Google DeepMind: part of Google, a for-profit company. We do not understand its relationship with Google; it may have slightly more independence than a normal subsidiary. In 2021, Google disallowed DeepMind from pursuing more independent governance.3 We believe Google could take Google DeepMind’s systems or replace its leadership.
See DeepMind’s About page, DeepMind’s old Operating Principles, Google’s AI Principles, and Google’s Responsible AI practices. Google has an “Advanced Technology Review Council,” but it does not seem to be set up to responsibly supervise the development or deployment of powerful AI systems. Google’s reports on their approach to responsible AI and page on AI governance don’t mention strong governance mechanisms for AI safety. See also “Introduction” and “Internal Governance and Operations” in 2022 AI Principles Progress Update (Google 2023).
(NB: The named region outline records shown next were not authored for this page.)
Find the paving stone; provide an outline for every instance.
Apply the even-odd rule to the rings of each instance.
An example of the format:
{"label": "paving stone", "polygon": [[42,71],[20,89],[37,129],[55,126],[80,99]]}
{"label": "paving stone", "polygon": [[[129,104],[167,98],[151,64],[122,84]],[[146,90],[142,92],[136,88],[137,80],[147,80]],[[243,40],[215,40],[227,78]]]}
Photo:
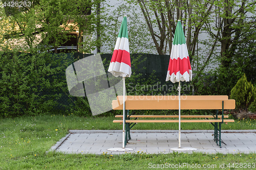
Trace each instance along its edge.
{"label": "paving stone", "polygon": [[[136,131],[137,133],[132,133],[132,139],[125,148],[133,149],[134,151],[127,153],[143,151],[143,152],[151,154],[168,153],[173,152],[169,149],[178,147],[178,133],[167,133],[167,131],[164,131],[165,133],[160,133],[159,131],[157,131],[159,133],[155,133],[156,131]],[[104,133],[100,133],[100,131],[84,133],[81,133],[82,131],[79,132],[79,133],[70,134],[66,140],[61,141],[62,143],[60,143],[61,144],[57,147],[56,152],[66,154],[102,154],[103,152],[116,154],[125,153],[124,152],[110,152],[106,151],[112,148],[122,147],[122,134],[119,131],[116,131],[116,133],[113,133],[113,131],[110,131],[111,132],[109,133],[106,133],[108,131],[104,131]],[[87,132],[90,132],[90,131]],[[199,132],[200,131],[182,133],[181,147],[196,148],[198,150],[194,152],[207,153],[256,152],[255,132],[245,133],[244,131],[243,133],[234,133],[234,131],[232,133],[223,133],[221,134],[222,139],[227,145],[222,143],[222,148],[220,148],[216,144],[214,136],[211,135],[211,131],[209,131],[209,133],[207,133],[206,131],[201,131],[202,133]]]}

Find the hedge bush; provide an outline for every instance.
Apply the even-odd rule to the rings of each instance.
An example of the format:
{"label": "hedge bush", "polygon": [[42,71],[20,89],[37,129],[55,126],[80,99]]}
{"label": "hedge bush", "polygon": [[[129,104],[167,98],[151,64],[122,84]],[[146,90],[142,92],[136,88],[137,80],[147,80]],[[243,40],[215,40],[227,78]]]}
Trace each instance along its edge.
{"label": "hedge bush", "polygon": [[[66,55],[0,52],[0,117],[41,114],[56,108],[67,89]],[[63,64],[59,64],[62,62]]]}

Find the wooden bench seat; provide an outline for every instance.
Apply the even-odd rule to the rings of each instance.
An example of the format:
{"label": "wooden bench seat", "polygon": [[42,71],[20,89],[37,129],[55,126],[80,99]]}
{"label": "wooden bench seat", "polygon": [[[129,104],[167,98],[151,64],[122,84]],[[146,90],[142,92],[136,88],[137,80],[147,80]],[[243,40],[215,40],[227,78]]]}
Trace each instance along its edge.
{"label": "wooden bench seat", "polygon": [[[131,138],[130,129],[137,123],[178,123],[179,120],[172,119],[178,118],[179,115],[129,115],[129,110],[178,110],[179,98],[177,95],[142,95],[125,96],[125,140]],[[215,110],[214,115],[181,115],[181,118],[190,118],[181,119],[181,123],[210,123],[215,129],[214,138],[217,145],[221,148],[221,124],[234,122],[231,119],[226,119],[228,115],[224,115],[224,109],[234,109],[236,101],[229,100],[227,95],[182,95],[180,98],[181,110]],[[123,109],[123,96],[118,96],[116,100],[112,101],[114,110]],[[219,110],[222,114],[218,115]],[[115,117],[123,118],[123,115],[116,115]],[[131,118],[134,118],[131,119]],[[139,118],[158,118],[156,119],[138,119]],[[159,119],[164,118],[165,119]],[[202,118],[205,118],[205,119]],[[123,120],[114,120],[113,123],[123,123]],[[219,125],[218,125],[219,124]],[[218,126],[219,125],[219,126]]]}
{"label": "wooden bench seat", "polygon": [[[223,119],[223,122],[234,122],[233,119]],[[113,123],[122,123],[122,120],[114,120]],[[144,119],[144,120],[126,120],[126,123],[179,123],[178,119]],[[181,123],[216,123],[222,122],[222,119],[182,119]]]}

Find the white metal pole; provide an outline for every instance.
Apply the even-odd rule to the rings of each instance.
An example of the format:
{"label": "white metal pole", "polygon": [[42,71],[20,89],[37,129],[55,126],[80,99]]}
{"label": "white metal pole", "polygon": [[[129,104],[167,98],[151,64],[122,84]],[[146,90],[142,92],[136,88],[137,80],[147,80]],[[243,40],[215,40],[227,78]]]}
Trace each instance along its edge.
{"label": "white metal pole", "polygon": [[180,144],[180,81],[179,82],[179,148],[181,148]]}
{"label": "white metal pole", "polygon": [[124,148],[124,140],[125,140],[125,132],[124,130],[125,126],[125,78],[123,78],[123,148]]}

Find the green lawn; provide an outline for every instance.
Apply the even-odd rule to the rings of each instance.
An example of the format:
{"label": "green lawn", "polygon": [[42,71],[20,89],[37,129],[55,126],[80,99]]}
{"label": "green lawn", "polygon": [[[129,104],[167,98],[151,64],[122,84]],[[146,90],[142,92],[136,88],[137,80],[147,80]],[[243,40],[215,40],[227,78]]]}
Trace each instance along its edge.
{"label": "green lawn", "polygon": [[[243,167],[247,166],[247,169],[252,169],[252,164],[256,162],[254,153],[186,154],[174,153],[150,155],[137,153],[122,155],[111,155],[107,153],[102,153],[101,155],[46,153],[57,141],[65,136],[69,130],[121,129],[122,125],[112,123],[113,117],[87,118],[71,114],[69,116],[53,114],[1,119],[0,169],[144,169],[157,168],[158,166],[172,167],[179,163],[187,163],[187,166],[190,165],[189,168],[189,166],[186,166],[184,164],[183,168],[180,168],[182,169],[194,169],[192,167],[196,164],[198,166],[200,165],[202,169],[203,169],[203,165],[212,165],[212,168],[207,168],[207,169],[219,169],[220,166],[223,166],[223,163],[225,163],[228,169],[241,169],[239,166],[238,168],[236,168],[238,165]],[[177,124],[138,124],[134,127],[134,129],[177,130]],[[255,120],[248,119],[236,120],[233,123],[224,124],[222,127],[223,129],[256,129],[255,126]],[[205,130],[212,129],[213,127],[209,124],[184,123],[182,128],[184,130]],[[234,162],[237,164],[232,164]],[[227,167],[229,163],[230,167]],[[249,163],[250,168],[248,166]],[[217,168],[214,165],[216,165]]]}

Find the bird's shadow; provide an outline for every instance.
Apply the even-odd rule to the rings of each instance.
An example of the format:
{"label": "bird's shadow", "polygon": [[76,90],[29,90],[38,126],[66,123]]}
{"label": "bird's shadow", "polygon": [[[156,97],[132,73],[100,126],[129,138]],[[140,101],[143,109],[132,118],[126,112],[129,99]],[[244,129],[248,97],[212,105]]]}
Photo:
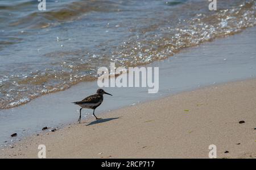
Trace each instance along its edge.
{"label": "bird's shadow", "polygon": [[114,120],[114,119],[119,119],[120,117],[117,117],[117,118],[106,118],[106,119],[99,119],[99,120],[96,120],[93,122],[90,122],[90,123],[86,125],[86,126],[90,126],[90,125],[95,125],[95,124],[98,124],[98,123],[104,123],[104,122],[109,122],[112,120]]}

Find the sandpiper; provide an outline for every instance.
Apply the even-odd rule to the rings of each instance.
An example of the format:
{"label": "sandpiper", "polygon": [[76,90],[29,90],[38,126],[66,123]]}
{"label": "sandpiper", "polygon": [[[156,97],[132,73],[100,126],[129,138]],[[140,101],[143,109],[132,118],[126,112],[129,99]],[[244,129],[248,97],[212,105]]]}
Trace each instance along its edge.
{"label": "sandpiper", "polygon": [[73,103],[78,105],[81,107],[81,108],[80,109],[80,116],[79,117],[79,119],[77,121],[79,122],[79,123],[80,123],[81,122],[81,111],[82,110],[82,108],[93,109],[93,114],[95,117],[95,118],[96,118],[96,119],[98,120],[101,119],[98,118],[95,115],[94,110],[102,102],[103,94],[104,94],[112,96],[112,94],[105,92],[104,90],[99,89],[97,90],[96,94],[88,96],[81,101],[73,102]]}

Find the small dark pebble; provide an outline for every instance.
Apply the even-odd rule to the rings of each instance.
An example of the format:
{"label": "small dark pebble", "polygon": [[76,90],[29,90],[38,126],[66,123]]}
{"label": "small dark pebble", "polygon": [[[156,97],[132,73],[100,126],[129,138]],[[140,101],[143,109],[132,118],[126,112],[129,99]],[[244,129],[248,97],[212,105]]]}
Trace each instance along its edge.
{"label": "small dark pebble", "polygon": [[17,136],[17,133],[14,133],[14,134],[11,135],[11,137],[14,137],[14,136]]}
{"label": "small dark pebble", "polygon": [[42,130],[47,130],[48,128],[48,127],[47,126],[43,127],[43,128],[42,129]]}
{"label": "small dark pebble", "polygon": [[51,130],[52,132],[55,132],[57,130],[56,128],[53,128]]}

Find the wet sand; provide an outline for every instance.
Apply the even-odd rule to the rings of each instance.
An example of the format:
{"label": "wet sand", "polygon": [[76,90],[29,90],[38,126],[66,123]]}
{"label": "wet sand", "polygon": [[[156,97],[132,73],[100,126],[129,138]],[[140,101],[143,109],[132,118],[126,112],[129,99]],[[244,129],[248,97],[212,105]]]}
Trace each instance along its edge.
{"label": "wet sand", "polygon": [[[256,80],[171,95],[26,138],[0,157],[256,157]],[[239,123],[243,121],[245,123]],[[229,153],[225,153],[226,151]]]}
{"label": "wet sand", "polygon": [[[113,96],[106,96],[96,114],[104,115],[109,110],[184,91],[255,78],[255,40],[254,27],[143,65],[159,68],[158,93],[148,94],[148,88],[104,88]],[[0,110],[0,150],[24,136],[41,132],[43,127],[64,127],[76,122],[80,107],[71,102],[94,94],[98,88],[97,81],[82,82],[66,90],[42,96],[27,104]],[[90,117],[92,110],[83,110],[83,119]],[[11,138],[14,132],[17,136]]]}

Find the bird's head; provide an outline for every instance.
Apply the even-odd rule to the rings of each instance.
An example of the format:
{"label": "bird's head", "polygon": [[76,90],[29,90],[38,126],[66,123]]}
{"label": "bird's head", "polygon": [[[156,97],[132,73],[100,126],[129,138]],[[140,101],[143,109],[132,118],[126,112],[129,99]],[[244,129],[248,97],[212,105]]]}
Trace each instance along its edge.
{"label": "bird's head", "polygon": [[108,93],[107,92],[105,92],[104,90],[103,90],[102,89],[98,89],[97,90],[97,93],[99,94],[101,94],[101,95],[106,94],[112,96],[112,94],[110,94]]}

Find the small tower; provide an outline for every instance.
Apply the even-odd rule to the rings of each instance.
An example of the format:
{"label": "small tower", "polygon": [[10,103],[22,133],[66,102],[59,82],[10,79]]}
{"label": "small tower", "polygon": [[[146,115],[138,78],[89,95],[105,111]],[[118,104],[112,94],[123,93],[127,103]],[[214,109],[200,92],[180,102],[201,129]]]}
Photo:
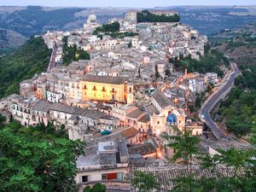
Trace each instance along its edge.
{"label": "small tower", "polygon": [[90,15],[87,19],[87,24],[97,23],[96,16],[95,15]]}
{"label": "small tower", "polygon": [[127,83],[125,84],[126,86],[126,104],[132,104],[134,102],[134,96],[133,96],[133,84],[132,83]]}

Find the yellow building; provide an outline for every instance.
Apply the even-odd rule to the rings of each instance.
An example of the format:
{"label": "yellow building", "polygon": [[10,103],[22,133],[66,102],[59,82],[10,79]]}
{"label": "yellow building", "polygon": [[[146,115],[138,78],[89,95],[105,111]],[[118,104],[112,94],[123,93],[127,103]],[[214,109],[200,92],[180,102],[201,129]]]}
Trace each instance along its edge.
{"label": "yellow building", "polygon": [[115,100],[131,104],[133,102],[133,84],[128,78],[86,74],[80,79],[82,101]]}

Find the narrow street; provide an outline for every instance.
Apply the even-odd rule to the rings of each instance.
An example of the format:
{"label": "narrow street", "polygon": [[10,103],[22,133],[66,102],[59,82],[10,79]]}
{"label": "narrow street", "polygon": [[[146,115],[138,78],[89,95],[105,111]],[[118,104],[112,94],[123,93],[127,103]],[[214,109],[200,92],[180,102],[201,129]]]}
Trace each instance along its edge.
{"label": "narrow street", "polygon": [[211,118],[210,112],[213,107],[223,99],[231,90],[236,77],[240,73],[236,63],[230,63],[233,73],[230,75],[226,81],[224,82],[222,87],[216,90],[210,97],[205,102],[199,113],[202,122],[211,129],[212,134],[218,140],[228,139],[226,133],[219,128],[216,122]]}
{"label": "narrow street", "polygon": [[55,57],[57,53],[58,46],[56,43],[55,43],[54,48],[52,49],[52,53],[50,55],[49,62],[47,67],[47,72],[49,72],[52,68],[55,67]]}

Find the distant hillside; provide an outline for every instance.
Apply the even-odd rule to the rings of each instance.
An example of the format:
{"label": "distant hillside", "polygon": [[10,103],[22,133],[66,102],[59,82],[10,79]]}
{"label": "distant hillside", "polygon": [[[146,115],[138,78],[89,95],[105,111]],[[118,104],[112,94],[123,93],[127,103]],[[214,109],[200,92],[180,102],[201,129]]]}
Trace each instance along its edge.
{"label": "distant hillside", "polygon": [[[232,7],[198,7],[174,8],[178,10],[183,23],[192,26],[201,33],[216,34],[224,29],[242,27],[250,23],[256,23],[256,15],[239,15],[247,13],[246,9]],[[237,15],[236,14],[237,13]]]}
{"label": "distant hillside", "polygon": [[256,24],[223,31],[209,39],[238,66],[256,66]]}
{"label": "distant hillside", "polygon": [[[0,7],[0,49],[18,47],[34,35],[49,31],[69,31],[83,26],[94,13],[100,23],[124,15],[125,9],[85,8]],[[15,44],[15,39],[17,44]]]}
{"label": "distant hillside", "polygon": [[0,29],[0,49],[16,48],[23,44],[28,38],[11,30]]}
{"label": "distant hillside", "polygon": [[[218,33],[226,28],[256,23],[255,15],[240,15],[240,13],[253,14],[250,7],[184,6],[155,9],[177,10],[183,23],[191,25],[201,33],[207,35]],[[43,34],[48,30],[68,31],[82,27],[90,14],[97,15],[100,23],[107,23],[113,17],[124,18],[125,13],[130,10],[128,8],[0,7],[0,29],[8,30],[9,34],[1,35],[6,32],[0,32],[0,49],[19,46],[20,43],[25,42],[25,38]],[[19,39],[18,44],[13,44],[15,41],[12,39]]]}
{"label": "distant hillside", "polygon": [[18,93],[20,81],[46,70],[50,54],[42,38],[33,38],[13,54],[0,58],[0,98]]}

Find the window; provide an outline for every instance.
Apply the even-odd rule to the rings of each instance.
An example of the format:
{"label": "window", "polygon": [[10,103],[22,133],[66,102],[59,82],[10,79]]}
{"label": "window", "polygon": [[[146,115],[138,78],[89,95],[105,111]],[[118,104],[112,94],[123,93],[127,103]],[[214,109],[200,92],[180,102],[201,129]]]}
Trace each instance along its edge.
{"label": "window", "polygon": [[82,183],[88,182],[88,176],[82,176]]}
{"label": "window", "polygon": [[107,174],[106,173],[103,173],[102,175],[102,180],[107,180]]}

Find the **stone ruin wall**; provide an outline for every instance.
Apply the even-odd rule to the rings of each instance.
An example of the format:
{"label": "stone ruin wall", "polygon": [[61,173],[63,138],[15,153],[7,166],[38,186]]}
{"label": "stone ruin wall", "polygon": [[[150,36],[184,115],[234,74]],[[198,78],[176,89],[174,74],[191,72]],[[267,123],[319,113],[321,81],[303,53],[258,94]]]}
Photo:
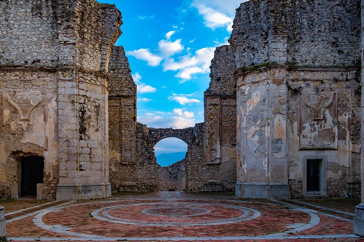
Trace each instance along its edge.
{"label": "stone ruin wall", "polygon": [[[135,85],[124,51],[121,46],[114,47],[110,58],[109,99],[110,177],[112,190],[153,192],[157,189],[158,174],[160,177],[163,173],[164,177],[168,177],[167,180],[171,179],[166,175],[167,168],[158,168],[153,149],[158,141],[171,137],[188,145],[185,162],[180,164],[185,166],[186,186],[179,189],[204,191],[209,183],[210,186],[222,184],[224,190],[234,190],[236,108],[233,78],[235,65],[229,46],[218,48],[211,63],[211,81],[204,98],[205,123],[180,130],[147,129],[138,123],[136,131]],[[138,125],[144,131],[139,134]],[[141,137],[145,139],[141,141]],[[184,174],[182,166],[173,167],[181,167],[181,176]]]}
{"label": "stone ruin wall", "polygon": [[146,126],[136,122],[136,86],[124,48],[110,57],[109,163],[113,191],[154,192],[157,161]]}
{"label": "stone ruin wall", "polygon": [[12,184],[19,194],[31,155],[44,159],[43,198],[110,196],[104,110],[120,12],[93,0],[11,0],[0,22],[1,197]]}
{"label": "stone ruin wall", "polygon": [[314,157],[326,167],[316,194],[360,196],[359,4],[252,0],[237,9],[238,196],[308,195]]}
{"label": "stone ruin wall", "polygon": [[185,159],[162,167],[157,165],[157,190],[186,190],[186,160]]}
{"label": "stone ruin wall", "polygon": [[[302,197],[305,159],[315,156],[327,167],[318,194],[359,196],[360,6],[241,5],[231,45],[211,61],[205,122],[189,128],[186,190],[233,190],[237,177],[238,196]],[[1,197],[13,185],[19,193],[20,161],[31,155],[44,159],[44,198],[157,190],[155,144],[136,120],[124,50],[113,49],[115,6],[13,0],[0,3],[0,22]]]}
{"label": "stone ruin wall", "polygon": [[187,154],[187,190],[203,191],[207,183],[234,190],[236,181],[236,86],[230,46],[217,47],[211,61],[211,81],[204,94],[204,121],[194,128],[198,141]]}

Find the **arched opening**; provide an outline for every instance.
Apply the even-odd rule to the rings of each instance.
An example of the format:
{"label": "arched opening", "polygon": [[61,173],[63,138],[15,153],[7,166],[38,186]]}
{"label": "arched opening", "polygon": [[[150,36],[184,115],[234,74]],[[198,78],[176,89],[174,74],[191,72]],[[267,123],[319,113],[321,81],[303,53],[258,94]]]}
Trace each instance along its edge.
{"label": "arched opening", "polygon": [[23,157],[21,165],[20,195],[35,196],[37,184],[43,183],[44,159],[35,156]]}
{"label": "arched opening", "polygon": [[169,138],[154,146],[157,161],[158,191],[183,191],[186,188],[186,161],[187,145],[178,138]]}

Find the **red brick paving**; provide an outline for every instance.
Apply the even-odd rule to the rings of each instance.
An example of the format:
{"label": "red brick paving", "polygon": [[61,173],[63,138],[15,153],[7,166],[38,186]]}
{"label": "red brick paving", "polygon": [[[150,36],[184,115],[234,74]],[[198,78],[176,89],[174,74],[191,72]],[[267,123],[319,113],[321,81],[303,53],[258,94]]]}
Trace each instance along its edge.
{"label": "red brick paving", "polygon": [[348,198],[300,199],[298,201],[351,213],[355,213],[355,206],[360,203],[360,199]]}
{"label": "red brick paving", "polygon": [[46,200],[0,199],[0,205],[4,207],[5,213],[7,213],[47,203],[50,201]]}
{"label": "red brick paving", "polygon": [[[182,193],[183,197],[188,197],[188,195]],[[121,195],[120,195],[121,196]],[[137,195],[133,194],[132,197]],[[143,196],[147,194],[143,194]],[[179,237],[181,235],[183,237],[200,237],[207,236],[254,236],[269,235],[281,232],[291,229],[287,227],[288,225],[296,223],[305,223],[310,220],[310,216],[301,211],[293,210],[285,206],[268,204],[271,203],[269,200],[249,200],[246,202],[238,202],[236,199],[218,199],[216,196],[213,196],[214,199],[163,199],[161,198],[162,193],[155,193],[151,196],[154,199],[143,199],[133,200],[112,199],[78,201],[68,205],[76,205],[68,208],[61,209],[59,212],[51,212],[43,217],[43,221],[50,225],[61,225],[70,228],[68,231],[77,233],[87,234],[95,235],[110,237],[132,237],[137,239],[138,237]],[[200,197],[205,197],[206,194]],[[220,195],[219,195],[220,196]],[[222,196],[222,195],[221,195]],[[130,194],[126,197],[130,197]],[[169,198],[171,197],[170,196]],[[159,197],[160,199],[155,199]],[[173,197],[175,197],[173,196]],[[114,202],[104,202],[110,201]],[[92,202],[93,203],[87,203]],[[127,220],[147,221],[150,222],[200,222],[216,220],[228,219],[236,217],[242,214],[241,211],[234,208],[226,208],[214,204],[226,204],[251,208],[260,211],[261,216],[255,219],[227,224],[201,225],[198,226],[154,226],[112,223],[90,217],[92,212],[101,208],[118,205],[135,204],[170,202],[172,208],[161,204],[143,204],[135,206],[126,206],[111,210],[111,215]],[[149,215],[141,213],[143,209],[157,208],[153,210],[162,213],[164,215],[173,212],[174,209],[178,208],[178,203],[188,203],[191,207],[202,208],[208,209],[211,213],[195,216],[182,217],[166,217],[158,215]],[[198,203],[195,204],[194,204]],[[212,204],[206,205],[203,204]],[[174,205],[174,204],[175,204]],[[298,205],[298,204],[297,204]],[[301,206],[300,204],[299,206]],[[13,207],[16,206],[12,205]],[[338,205],[336,205],[336,208]],[[39,208],[39,210],[43,208]],[[312,209],[312,208],[310,208]],[[315,209],[316,210],[316,209]],[[328,211],[325,212],[329,213]],[[188,209],[177,211],[179,215],[191,215],[191,210]],[[248,216],[252,216],[252,212]],[[99,213],[101,216],[101,213]],[[339,214],[341,217],[343,214]],[[353,233],[352,223],[341,220],[320,214],[320,221],[319,223],[313,228],[294,234],[297,235],[331,235],[351,234]],[[34,216],[29,216],[8,223],[7,225],[7,236],[8,237],[31,237],[36,238],[39,237],[55,237],[69,238],[73,236],[67,235],[60,233],[48,231],[35,225],[32,219]],[[85,240],[84,239],[83,239]],[[335,239],[284,239],[256,240],[254,238],[247,240],[248,242],[255,241],[287,241],[287,242],[364,242],[364,240],[358,238],[340,238]]]}

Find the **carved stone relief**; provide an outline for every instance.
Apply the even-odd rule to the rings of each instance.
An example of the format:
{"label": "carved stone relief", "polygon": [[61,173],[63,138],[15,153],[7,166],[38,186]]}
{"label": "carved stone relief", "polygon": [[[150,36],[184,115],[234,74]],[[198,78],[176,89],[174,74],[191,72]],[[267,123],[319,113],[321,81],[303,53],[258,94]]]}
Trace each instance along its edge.
{"label": "carved stone relief", "polygon": [[301,93],[299,97],[300,149],[337,149],[336,93],[323,93],[317,95]]}
{"label": "carved stone relief", "polygon": [[[31,120],[32,114],[41,101],[41,94],[38,91],[21,93],[16,92],[13,97],[11,97],[8,93],[3,93],[2,119],[3,124],[5,125],[10,118],[12,109],[15,110],[17,113],[17,119],[10,122],[12,131],[15,132],[19,127],[17,125],[21,126],[24,132],[24,137],[21,141],[21,143],[32,143],[47,150],[47,109],[41,111],[40,115],[37,115]],[[29,126],[32,128],[31,130],[28,130],[28,127]]]}

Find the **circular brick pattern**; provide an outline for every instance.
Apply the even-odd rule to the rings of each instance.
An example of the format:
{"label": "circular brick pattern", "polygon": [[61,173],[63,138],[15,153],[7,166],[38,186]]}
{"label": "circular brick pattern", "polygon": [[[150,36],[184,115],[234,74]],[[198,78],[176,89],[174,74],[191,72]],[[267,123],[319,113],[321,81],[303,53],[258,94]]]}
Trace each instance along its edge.
{"label": "circular brick pattern", "polygon": [[309,230],[320,221],[309,210],[262,202],[167,201],[75,202],[42,210],[33,222],[59,235],[107,241],[141,234],[148,238],[195,236],[211,231],[218,237],[287,236]]}
{"label": "circular brick pattern", "polygon": [[210,213],[211,211],[202,208],[171,206],[167,208],[158,207],[147,208],[143,209],[140,212],[148,215],[183,217],[203,215]]}
{"label": "circular brick pattern", "polygon": [[[139,210],[143,214],[138,216],[136,210],[145,206],[149,207]],[[203,207],[210,208],[207,209]],[[221,213],[224,209],[233,211],[233,214],[229,217],[229,214]],[[134,210],[133,210],[134,209]],[[126,217],[127,211],[134,213],[133,218],[139,220],[131,220]],[[211,211],[214,211],[211,212]],[[222,213],[223,218],[216,218],[215,213]],[[97,219],[117,223],[130,224],[144,226],[196,226],[199,225],[216,225],[236,223],[250,220],[258,218],[261,214],[257,210],[234,205],[220,204],[200,203],[194,202],[157,202],[138,203],[123,205],[117,205],[96,209],[91,213]],[[206,214],[211,216],[206,216]],[[190,218],[194,216],[201,216],[191,220]],[[170,217],[171,219],[155,218],[162,216]],[[183,219],[188,217],[189,219]]]}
Meta AI: part of Meta, a for-profit company. It has no governance practices to reduce extreme risk. See Responsible AI (Meta AI) and Facebook’s five pillars of Responsible AI (Meta AI 2021).
OpenAI: OpenAI has an unusual structure: a nonprofit controls a capped profit company. It’s not clear how the cap works or where it is set. In 2019 they said “Returns for our first round of investors are capped at 100x their investment.” In 2021 Altman said the cap was “single digits now.” But reportedly the cap will increase by 20% per year starting in 2025 (The Information 2023; The Economist 2023).
OpenAI has a strong partnership with Microsoft. The details are opaque. It seems that OpenAI is required to share its models (and some other IP) with Microsoft until OpenAI attains “a highly autonomous system that outperforms humans at most economically valuable work.” This is concerning because AI systems could cause a catastrophe before reaching that threshold. Moreover, OpenAI may substantially depend on Microsoft; in particular, Microsoft Azure is “OpenAI’s exclusive cloud provider.” Microsoft’s power over OpenAI may make it harder for OpenAI to make tradeoffs that prioritize safety or to keep dangerous systems from Microsoft.
OpenAI has 9 board members: Sam Altman, Bret Taylor, Adam D’Angelo, Larry Summers, Sue Desmond-Hellmann, Nicole Seligman, Fidji Simo, Paul M. Nakasone, and Zico Kolter.
D’Angelo has no equity in OpenAI; presumably the other board members (besides Altman) don’t either.4 This seems slightly good for improving incentives but most of an AI lab’s leadership’s incentive for their lab to succeed comes not from their equity but from the power they gain if their lab succeeds. The former board removed CEO Sam Altman and President Greg Brockman from the board and removed Altman from OpenAI. (Altman soon returned.) The move by Sutskever, D’Angelo, McCauley, and Toner seems to have been precipitated by some combination of
- Sutskever5 and other OpenAI executives telling them that Altman often lied
- Altman dishonestly attempting to remove Toner from the board (over the pretext that her coauthored paper Decoding Intentions was too critical of OpenAI, plus allegedly falsely telling board members that McCauley wanted Toner removed).6
OpenAI had WilmerHale, a law firm, review the event. The report was not released and the review tentatively seems like it was designed to find nothing.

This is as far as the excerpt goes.